Fin qui, nulla di male (e vi abbiamo citato solo alcune tra le polemiche più virali legate alle tematiche omofobia e dintorni): il cantante ha semplicemente espresso la propria opinione personale, pur sapendo - si suppone - non fosse in linea con le istanze social(i) contingenti. Quasi onore al merito, da un certo punto di vista. Non fosse che il nostro oggi, solo a qualche mese di distanza dall’ultima dichiarazione “infelice” (o comunque di mancato sostegno) nei confronti del mondo LGBTQ+, si sia presentato all’Ariston come alfiere delle relazioni omoerotiche. Non solo, nel video ufficiale di Brividi, Mahmood si avvinghia mezzo desnudo con un altro uomo fin dalle prime scene. Solo gli stupidi non cambiano idea, certo. Ma qui il passaggio ci pare un filo veloce per non dire che assume i contorni di un’excusatio non petita (roba che fin del latino si sa che farlo sottintenda implicitamente una coscienza sporca fino a Caltanissetta centro). I motivi che l’hanno spinto a questo esporsi in sostegno della causa omosessuale principiando perfino ciò che aveva sempre ammesso che non avrebbe mai fatto (ovvero, una sorta di coming out)?

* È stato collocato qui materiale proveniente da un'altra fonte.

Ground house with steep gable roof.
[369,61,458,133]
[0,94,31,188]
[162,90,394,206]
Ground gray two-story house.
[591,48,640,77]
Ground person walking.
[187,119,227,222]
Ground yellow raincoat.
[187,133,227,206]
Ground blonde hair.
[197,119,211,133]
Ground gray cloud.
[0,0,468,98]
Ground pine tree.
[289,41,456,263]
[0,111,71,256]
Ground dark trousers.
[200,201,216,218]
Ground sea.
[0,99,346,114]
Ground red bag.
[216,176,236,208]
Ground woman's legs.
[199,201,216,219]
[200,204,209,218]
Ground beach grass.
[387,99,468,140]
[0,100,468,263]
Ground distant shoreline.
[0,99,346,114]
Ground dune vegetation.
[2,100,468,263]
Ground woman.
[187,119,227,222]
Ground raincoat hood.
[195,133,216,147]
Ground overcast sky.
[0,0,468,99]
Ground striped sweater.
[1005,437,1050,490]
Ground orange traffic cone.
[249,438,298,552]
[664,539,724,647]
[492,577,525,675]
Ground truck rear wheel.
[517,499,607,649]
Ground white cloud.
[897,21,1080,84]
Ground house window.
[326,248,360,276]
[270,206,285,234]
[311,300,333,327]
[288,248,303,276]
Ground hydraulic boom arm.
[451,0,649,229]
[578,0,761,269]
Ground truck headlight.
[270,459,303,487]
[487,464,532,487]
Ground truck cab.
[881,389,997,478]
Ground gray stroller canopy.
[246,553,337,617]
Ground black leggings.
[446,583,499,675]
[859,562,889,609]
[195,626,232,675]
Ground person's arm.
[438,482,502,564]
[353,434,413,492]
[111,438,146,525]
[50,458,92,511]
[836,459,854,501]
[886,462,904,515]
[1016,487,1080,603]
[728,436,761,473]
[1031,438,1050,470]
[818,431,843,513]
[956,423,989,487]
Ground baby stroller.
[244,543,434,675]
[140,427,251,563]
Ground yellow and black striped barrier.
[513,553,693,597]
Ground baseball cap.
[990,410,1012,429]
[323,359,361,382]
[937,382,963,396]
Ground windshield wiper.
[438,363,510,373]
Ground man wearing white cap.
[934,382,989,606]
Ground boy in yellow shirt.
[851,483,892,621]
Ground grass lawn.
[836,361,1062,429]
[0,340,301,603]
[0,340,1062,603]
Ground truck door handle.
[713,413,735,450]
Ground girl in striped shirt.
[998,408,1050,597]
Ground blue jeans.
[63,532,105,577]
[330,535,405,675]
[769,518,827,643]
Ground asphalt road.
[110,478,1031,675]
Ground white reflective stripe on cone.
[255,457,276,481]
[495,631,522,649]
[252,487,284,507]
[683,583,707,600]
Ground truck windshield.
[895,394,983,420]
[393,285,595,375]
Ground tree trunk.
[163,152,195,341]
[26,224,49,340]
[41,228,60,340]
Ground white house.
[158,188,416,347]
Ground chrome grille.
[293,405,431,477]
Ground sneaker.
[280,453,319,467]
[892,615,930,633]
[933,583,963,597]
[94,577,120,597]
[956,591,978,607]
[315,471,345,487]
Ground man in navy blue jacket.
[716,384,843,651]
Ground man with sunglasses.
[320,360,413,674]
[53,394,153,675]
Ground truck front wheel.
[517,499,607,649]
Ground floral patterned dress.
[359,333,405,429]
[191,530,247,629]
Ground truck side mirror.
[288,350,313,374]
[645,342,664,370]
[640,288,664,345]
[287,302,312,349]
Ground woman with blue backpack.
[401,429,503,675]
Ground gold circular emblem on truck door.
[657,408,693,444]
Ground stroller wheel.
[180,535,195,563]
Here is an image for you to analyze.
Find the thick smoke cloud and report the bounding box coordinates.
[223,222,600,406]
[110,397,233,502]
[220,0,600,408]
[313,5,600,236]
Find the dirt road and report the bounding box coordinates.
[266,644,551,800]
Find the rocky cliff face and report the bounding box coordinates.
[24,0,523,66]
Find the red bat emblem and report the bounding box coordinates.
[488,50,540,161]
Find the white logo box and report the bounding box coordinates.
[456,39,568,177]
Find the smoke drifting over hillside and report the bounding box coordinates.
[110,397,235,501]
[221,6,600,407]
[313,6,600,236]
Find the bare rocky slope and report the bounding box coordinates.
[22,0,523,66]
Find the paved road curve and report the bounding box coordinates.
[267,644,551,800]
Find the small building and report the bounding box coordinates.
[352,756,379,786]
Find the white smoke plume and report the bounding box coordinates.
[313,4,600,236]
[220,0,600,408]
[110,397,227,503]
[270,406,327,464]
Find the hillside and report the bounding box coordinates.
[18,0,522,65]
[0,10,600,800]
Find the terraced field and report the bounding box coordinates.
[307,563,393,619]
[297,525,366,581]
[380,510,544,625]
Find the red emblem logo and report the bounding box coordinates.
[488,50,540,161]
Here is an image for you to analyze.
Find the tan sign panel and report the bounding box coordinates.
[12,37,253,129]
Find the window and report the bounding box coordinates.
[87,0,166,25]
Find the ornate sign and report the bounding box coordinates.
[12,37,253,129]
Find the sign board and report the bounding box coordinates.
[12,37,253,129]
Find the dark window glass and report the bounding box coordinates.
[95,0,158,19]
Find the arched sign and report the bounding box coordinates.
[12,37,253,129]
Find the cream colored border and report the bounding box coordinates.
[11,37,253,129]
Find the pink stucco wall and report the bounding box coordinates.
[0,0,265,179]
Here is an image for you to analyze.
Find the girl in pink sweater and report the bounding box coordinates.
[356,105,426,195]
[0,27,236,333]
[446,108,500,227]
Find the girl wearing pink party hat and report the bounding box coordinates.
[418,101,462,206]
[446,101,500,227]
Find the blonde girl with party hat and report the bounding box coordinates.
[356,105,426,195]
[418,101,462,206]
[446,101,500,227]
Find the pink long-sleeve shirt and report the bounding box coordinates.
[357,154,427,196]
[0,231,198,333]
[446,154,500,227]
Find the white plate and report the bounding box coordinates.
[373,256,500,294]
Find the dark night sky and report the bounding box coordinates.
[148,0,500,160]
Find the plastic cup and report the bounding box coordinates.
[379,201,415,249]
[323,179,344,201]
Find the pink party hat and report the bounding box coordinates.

Di sicuro, un ripensamento, la voglia di scendere in campo per qualcosa di importante a livello sociale e non solo ombelicale. Se questa componente esiste, non riusciamo proprio a farcene sfuggire un’altra, però: Ghettolimpo, secondo disco dell’artista, ha pur tirato su un disco d’Oro (+ 25mila copie vendute), risultato ragguardevolissimo ma che rappresenta in numeri l'esatta metà di vendite rispetto all’album d’esordio. Ipotizzare che ci si aspettasse qualcosa di più dal progetto, è perfin banale da riportare. E quindi riecco Mahmood, quello che non avrebbe mai rivelato il proprio orientamento sessuale, l’artista contro il coming out in generale, il proprietario della tastiera da cui parte l’endorsement per un’uscita mezza omofoba di Guè Pequeno, colui che non riesce a non far trasparire la sua (retrograda) opinione perfino quando tenta di sostenere il DDL Zan, totalmente rinato: fluido, sexy da morire in totale fanservice per i maschietti a casa, pronto a simil-grattinare il compagno (di palco) all’Ariston per due botte di televoto in più e pure ad avvinghiarsi con un bel maschione nel videoclip della canzone vincitrice del Festival. Chi pensa male fa peccato, ma saggezza popolare vuole che non sbagli. All the things he said.